Please provide us with the following information to prepare a health care proxy (together with a care directive and, if applicable, a living will):
- Your name, date of birth, address and telephone number
- Names, dates of birth and addresses of all authorized representatives
- With several authorized representatives:
Should the authorized representatives each be able to act on their own behalf (sole power of representation)? If so, should they coordinate internally with another authorized representative beforehand?
Or should the authorized representatives only ever be able to act in pairs or even in threes (joint power of representation)?
This can be safer for you, but you must bear in mind that in an acute case, all authorized representatives must always meet or at least sign before a decision can be made and implemented. This can delay decisions that need to be made quickly.
- Should the power of attorney apply to all areas (standard case) or only to financial matters or only to health and personal matters?
- Should we first send all copies of the powers of attorney to you (as a rule) or directly to your authorized representatives? May we issue further copies of the power of attorney to the authorized representatives without further ado or only against proof that the insured event has actually occurred in your case?

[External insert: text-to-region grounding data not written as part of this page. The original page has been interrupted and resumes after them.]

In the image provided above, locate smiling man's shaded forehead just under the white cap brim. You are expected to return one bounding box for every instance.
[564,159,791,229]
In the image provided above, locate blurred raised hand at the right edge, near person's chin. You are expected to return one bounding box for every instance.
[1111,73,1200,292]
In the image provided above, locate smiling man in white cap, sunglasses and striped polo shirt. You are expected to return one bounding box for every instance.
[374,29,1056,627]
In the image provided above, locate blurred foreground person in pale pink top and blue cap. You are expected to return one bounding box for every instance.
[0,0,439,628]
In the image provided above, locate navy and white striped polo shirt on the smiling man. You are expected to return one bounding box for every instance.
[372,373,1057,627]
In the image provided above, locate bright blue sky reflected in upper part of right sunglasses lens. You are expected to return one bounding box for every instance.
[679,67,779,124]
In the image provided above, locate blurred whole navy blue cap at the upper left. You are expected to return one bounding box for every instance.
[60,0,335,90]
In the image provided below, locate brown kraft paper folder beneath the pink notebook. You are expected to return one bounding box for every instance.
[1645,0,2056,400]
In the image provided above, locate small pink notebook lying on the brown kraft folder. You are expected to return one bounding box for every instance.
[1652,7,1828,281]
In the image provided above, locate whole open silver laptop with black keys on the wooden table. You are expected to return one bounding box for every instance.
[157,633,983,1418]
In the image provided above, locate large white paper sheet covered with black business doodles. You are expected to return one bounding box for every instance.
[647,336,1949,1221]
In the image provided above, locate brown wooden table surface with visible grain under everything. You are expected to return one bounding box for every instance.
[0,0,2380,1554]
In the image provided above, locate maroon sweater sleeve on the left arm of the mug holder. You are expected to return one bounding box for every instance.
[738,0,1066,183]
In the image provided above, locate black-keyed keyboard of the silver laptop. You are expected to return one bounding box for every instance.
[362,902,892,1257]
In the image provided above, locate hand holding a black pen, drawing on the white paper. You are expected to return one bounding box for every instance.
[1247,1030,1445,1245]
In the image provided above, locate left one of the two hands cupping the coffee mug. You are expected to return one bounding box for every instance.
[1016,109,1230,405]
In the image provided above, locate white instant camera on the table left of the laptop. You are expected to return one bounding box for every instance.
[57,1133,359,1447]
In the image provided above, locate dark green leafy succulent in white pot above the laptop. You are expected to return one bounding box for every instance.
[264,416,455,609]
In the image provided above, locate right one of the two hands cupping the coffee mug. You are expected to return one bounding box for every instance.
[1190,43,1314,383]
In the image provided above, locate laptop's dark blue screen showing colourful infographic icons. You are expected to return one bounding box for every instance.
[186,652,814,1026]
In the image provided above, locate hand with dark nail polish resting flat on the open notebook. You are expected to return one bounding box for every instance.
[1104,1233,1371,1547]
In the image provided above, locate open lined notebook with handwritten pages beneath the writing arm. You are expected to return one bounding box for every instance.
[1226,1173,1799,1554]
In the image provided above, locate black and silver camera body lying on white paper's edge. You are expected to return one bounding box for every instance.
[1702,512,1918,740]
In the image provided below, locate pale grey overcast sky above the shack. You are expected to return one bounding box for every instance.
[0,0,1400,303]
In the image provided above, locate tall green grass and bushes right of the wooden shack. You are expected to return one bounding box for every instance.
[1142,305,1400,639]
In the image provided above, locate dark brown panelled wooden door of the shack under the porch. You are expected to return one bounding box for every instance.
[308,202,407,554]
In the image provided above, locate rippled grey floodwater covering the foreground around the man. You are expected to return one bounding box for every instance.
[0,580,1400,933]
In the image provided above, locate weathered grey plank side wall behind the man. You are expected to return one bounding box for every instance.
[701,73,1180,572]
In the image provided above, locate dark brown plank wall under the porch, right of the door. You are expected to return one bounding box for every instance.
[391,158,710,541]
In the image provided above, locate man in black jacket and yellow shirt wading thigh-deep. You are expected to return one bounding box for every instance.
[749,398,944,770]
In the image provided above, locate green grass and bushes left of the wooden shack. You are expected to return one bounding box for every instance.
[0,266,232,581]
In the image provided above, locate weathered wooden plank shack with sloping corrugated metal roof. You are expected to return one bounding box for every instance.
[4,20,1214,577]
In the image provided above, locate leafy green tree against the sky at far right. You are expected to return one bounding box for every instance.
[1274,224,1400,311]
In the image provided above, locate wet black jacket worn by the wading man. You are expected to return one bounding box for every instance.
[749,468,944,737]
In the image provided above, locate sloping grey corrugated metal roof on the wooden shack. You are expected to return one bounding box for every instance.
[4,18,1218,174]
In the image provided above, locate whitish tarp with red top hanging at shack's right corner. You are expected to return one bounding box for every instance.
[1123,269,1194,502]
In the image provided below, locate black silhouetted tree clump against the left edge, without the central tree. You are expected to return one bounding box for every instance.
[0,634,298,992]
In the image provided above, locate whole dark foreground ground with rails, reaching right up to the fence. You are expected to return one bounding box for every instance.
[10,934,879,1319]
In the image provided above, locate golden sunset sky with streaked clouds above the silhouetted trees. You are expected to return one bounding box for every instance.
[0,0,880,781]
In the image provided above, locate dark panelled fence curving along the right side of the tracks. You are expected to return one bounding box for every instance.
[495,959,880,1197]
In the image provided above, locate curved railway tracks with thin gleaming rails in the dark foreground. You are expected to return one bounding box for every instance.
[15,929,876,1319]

- Would you like to specify a certain order for the authorized representatives, for example, should your spouse/life partner always act first, and only if they are unable to do so, your children?
- If possible, should the authorized representatives consult with another authorized representative before making a decision? Should they also consult with a specific other person (e.g. your trusted doctor) in health matters?
- Would you like your power of attorney to be entered in the Central Register of Lasting Powers of Attorney? (recommended!)
- Should the authorized representatives also be allowed to make gifts on your behalf, i.e. larger gifts such as property or large sums of money? Should such gifts only be possible to your relatives, only to your children/grandchildren, also to the authorized representatives themselves or even to any third parties? Or would you like to restrict the legal power to make gifts to customary gifts of decency and occasional gifts (e.g. Christmas and birthday presents and tips)?
- Should an authorized representative be authorized to revoke the power of attorney of other authorized representatives?
For example, you can give your spouse/life partner the authority to revoke the power of attorney in favor of a child. Your spouse can then revoke the power of attorney if he/she gains the impression that one of your children is not using the power of attorney in your interests.